A day after official data showed economic growth in the first quarter of the current financial year was better than expected, Finance Minister Arun Jaitley on Saturday assured investors that the the government was committed to taking business-friendly measures. He suggested these steps, such as increasing the cap on foreign investment in insurance and amending the land acquisition Act, besides meeting the disinvestment and fiscal deficit targets would push economic expansion in the remaining part of the year at much higher rates than the two-year-high rate of 5.7 per cent in the April-June quarter.
Listing the decisions taken by his ministry in the past 90 days, Jaitley asserted the new government had replaced the mood of pessimism with business-friendly decisions.
The finance minister indicated, albeit in a lighter vein, his preference for a cut in interest rates by the Reserve Bank of India. To a query on when he expected the RBI to cut the policy rate, he said: “Left to me, I hope very soon. But I am sure those who decide have also heard your question.”
With the government liberalising the foreign investment regime in defence and railway projects, Jaitley said, international investors were eagerly looking at India. To woo them and other investors further, he exuded confidence, a Bill to raise foreign investment in insurance would be passed in the winter session of Parliament. He also indicated a consensus on the goods and services tax (GST) would be evolved with states.
Besides, he said, a disinvestment road map would be unveiled shortly, and indicated the land acquisition Act might be changed with political parties’ support.
“International investors are looking at us with great curiosity and I am sure we will see the impact of this,” he said while addressing his first press conference to mark the 100 days of the Narendra Modi government.
Eyeing foreign investment, Jaitley said: “We took a firm decision on insurance. I do hope the insurance amendments will be passed in the next session of Parliament.” The minister hoped the select committee set up by Parliament to scrutinise the insurance Bill would soon start work.
He said he was trying hard to build a consensus on GST. However, too many products could not be kept outside the new tax regime, he said, even as states have demanded that petroleum and alcohol be excluded.
“The empowered committee has expressed an opinion that certain items be kept out. Now, too many items cannot be kept out because the larger object itself could get defeated,” he said. This was the issue on which he was in discussion with some states, the finance minister said.

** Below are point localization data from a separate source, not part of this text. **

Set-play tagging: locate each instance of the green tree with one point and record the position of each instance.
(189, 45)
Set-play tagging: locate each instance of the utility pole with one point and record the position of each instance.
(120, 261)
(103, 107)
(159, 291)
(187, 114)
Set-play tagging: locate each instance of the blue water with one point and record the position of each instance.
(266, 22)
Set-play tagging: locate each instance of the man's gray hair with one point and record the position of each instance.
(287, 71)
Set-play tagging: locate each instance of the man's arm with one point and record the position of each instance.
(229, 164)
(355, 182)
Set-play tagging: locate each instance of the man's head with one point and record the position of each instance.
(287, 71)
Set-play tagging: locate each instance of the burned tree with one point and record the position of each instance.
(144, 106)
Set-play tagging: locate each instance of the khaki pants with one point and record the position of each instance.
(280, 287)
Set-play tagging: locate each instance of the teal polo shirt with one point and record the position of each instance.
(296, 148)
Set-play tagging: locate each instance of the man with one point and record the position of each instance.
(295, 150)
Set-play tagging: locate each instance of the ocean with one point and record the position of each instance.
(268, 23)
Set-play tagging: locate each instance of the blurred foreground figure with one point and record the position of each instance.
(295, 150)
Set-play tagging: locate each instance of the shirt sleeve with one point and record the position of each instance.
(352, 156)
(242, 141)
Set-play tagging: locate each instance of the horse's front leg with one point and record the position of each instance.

On the land acquisition Bill, Jaitley said states and the Centre were both realising the challenges and he was going to discuss with major political parties, through the rural development minister, whether more flexibility would be available.
He said while he initially considered the target of reining in the fiscal deficit at 4.1 per cent of gross domestic product (GDP) set by his predecessor P Chidambaram challenging, he now thought it was achievable. The deficit has already breached 60 per cent of the target in the first four months of the current financial year and was above 10 per cent of the GDP in the first quarter.
Jaitley said he would hold discussions with the members of the Expenditure Management Commission for early recommendations on subsidy rationalisation, so that some work could be started this year itself.
Finance Secretary Arvind Mayaram exuded confidence the disinvestment target of Rs 58,425 crore would be exceeded.
Nothing from this head has so far come into the government’s kitty.
Jaitley said the manufacturing curve had turned, the services sector was looking up and inflation had, by and large, moderated. However, he cautioned uncertainty over coal allocation might have an impact on economic growth. “If resources cannot be utilised, its adverse impact is inevitable,” he said. The Supreme Court is expected to deliver a verdict on the issue on Monday.
Jaitley said it was a challenging situation as a number of tenders were lying unresponded. He said the new government had hastened decision making, created a special mechanism to resolve tax disputes and taken steps to increase investment in manufacturing and infrastructure.
Jaitley said the election results were a mood changer and the new government did not have any internal bickering, unlike the previous United Progressive Alliance regime, leading to smooth decision-making. All steps taken by the finance ministry had the support of the prime minister and his office, he said.
Meanwhile, Mayaram said the economy was moving to an upward trajectory and global rating agencies would take note of the development. He was replying to a query whether global rating agencies like Moody’s and Standard & Poor’s would upgrade India’s credit rating in the light of the first-quarter GDP data. Representatives of S&P’s had met senior finance ministry officials on August 12 and those from Fitch and Moody’s are to meet officials over the next two months.